A cancerous polyp, or malignant polyp, is a colorectal adenoma that has transformed into an adenocarcinoma and begun to invade the deeper layers of the bowel wall. This diagnosis occurs when cancer cells grow through the muscularis mucosae and into the underlying submucosa of the polyp. While most polyps found during routine colonoscopies are benign or pre-cancerous, this early invasion classifies the lesion as true colorectal cancer. Because the cancer is typically caught at this earliest stage (T1), the chance for a complete cure remains very high. The need for further intervention depends entirely on a detailed analysis of the removed tissue.
Confirming the Diagnosis and Staging the Cancer
The immediate step following discovery is a comprehensive pathology review, which examines the excised polyp under a microscope to confirm the depth and nature of the invasion. Pathologists look for specific adverse features that indicate a higher risk of the cancer having spread beyond the polyp. A primary factor is the depth of submucosal invasion, measured by the distance the cancer has penetrated from the muscularis mucosae.

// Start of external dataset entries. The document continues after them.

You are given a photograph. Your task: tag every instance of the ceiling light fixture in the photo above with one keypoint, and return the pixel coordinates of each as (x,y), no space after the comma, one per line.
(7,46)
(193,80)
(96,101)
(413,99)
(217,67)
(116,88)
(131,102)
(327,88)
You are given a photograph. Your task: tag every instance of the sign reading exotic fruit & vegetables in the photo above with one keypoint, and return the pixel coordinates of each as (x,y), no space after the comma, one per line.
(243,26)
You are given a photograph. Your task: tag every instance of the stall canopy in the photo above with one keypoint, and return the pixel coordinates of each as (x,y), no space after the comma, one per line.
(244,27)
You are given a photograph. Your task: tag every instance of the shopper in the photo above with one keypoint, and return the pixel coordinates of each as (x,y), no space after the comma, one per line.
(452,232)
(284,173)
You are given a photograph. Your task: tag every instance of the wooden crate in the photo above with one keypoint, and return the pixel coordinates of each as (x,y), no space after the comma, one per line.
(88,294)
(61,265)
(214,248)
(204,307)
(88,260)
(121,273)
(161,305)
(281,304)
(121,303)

In sessile (flat or broad-based) polyps, the submucosal layer is divided into sm1, sm2, and sm3. Invasion into the deeper sm3 layer indicates an increased risk of lymph node involvement. For all polyps, an invasion depth greater than 1,000 micrometers is a high-risk feature suggesting the need for more aggressive treatment. Pathologists also determine the cancer’s grade, noting whether cells are well-differentiated (low-grade) or poorly-differentiated (high-grade).
The specimen is also checked for lymphovascular invasion, where cancer cells are visible within the blood vessels or lymphatic channels inside the polyp. The presence of poorly differentiated cells or lymphovascular invasion predicts that the cancer may have traveled to nearby lymph nodes. Finally, the pathologist assesses the margin, the surrounding healthy tissue removed with the polyp. If cancer cells are found less than one millimeter from the cut edge, the margin is considered positive. These high-risk features are used to stage the cancer (Stage T1) and guide the decision for additional treatment beyond the initial polypectomy.

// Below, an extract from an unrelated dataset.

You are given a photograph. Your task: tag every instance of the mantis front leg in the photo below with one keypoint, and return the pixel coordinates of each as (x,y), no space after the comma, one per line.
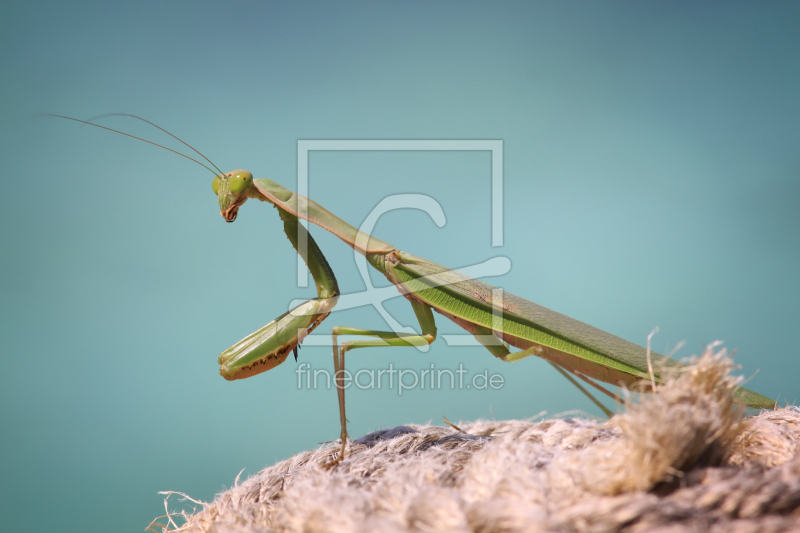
(383,338)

Treatment Options Based on Cancer Progression
The treatment pathway after a malignant polyp diagnosis depends on whether the pathology report identifies any adverse, high-risk features. For a low-risk malignant polyp—defined as a well-differentiated tumor with shallow submucosal invasion, clear margins, and no lymphovascular invasion—the initial endoscopic removal is often considered curative. In these circumstances, the colonoscopy procedure successfully removes all cancerous tissue, and no further surgery or systemic therapy is required.
If the pathology report indicates one or more high-risk features, a more extensive treatment is necessary due to the increased chance of residual cancer cells or lymph node spread. This usually involves a surgical resection, known as a partial colectomy. During this procedure, a segment of the colon containing the original polyp site and surrounding lymph nodes is removed. This surgery clears any cancer that may have spread to the local lymph nodes, an occult risk that cannot be ruled out otherwise. Studies show that 10 to 15 percent of patients with high-risk T1 lesions who undergo surgery have residual cancer or positive lymph nodes in the surgical specimen.
Systemic therapy, such as chemotherapy, is generally not applicable for a low-risk T1 lesion that has been completely removed. However, if the partial colectomy reveals cancer spread to local lymph nodes, the diagnosis is upgraded to Stage III. Adjuvant chemotherapy is then recommended to eliminate microscopic cancer cells that may have spread elsewhere. Chemotherapy or radiation therapy is primarily reserved for patients whose cancer is more advanced or whose surgical pathology confirms involvement beyond the bowel wall or lymph node spread.
Long-Term Monitoring and Survivorship
Following successful treatment, patients enter a phase of rigorous long-term monitoring, or surveillance, to watch for cancer recurrence or the development of new polyps. The follow-up schedule is accelerated compared to standard screening guidelines to ensure the earliest possible detection of issues. Patients who had a high-risk polyp removed or underwent a partial colectomy typically have their first follow-up colonoscopy one year after the procedure.
The frequency of subsequent colonoscopies is determined by the findings of the first surveillance exam, often continuing at one to three-year intervals for several years. Blood tests are also integrated into the monitoring plan, most notably the Carcinoembryonic Antigen (CEA) test. CEA is a tumor marker that can be elevated in the presence of colorectal cancer. Regular testing, typically every three to six months for the first two to three years, helps track the response to treatment and can be an early indicator of recurrence.
Survivorship care also focuses on lifestyle adjustments to reduce the risk of future polyp formation and cancer recurrence. Patients are encouraged to maintain a healthy weight, incorporate regular physical activity, and adopt a diet rich in fiber, fruits, and vegetables. This comprehensive approach, combining medical surveillance with proactive health choices, fosters a healthy transition back to routine life following the diagnosis and treatment.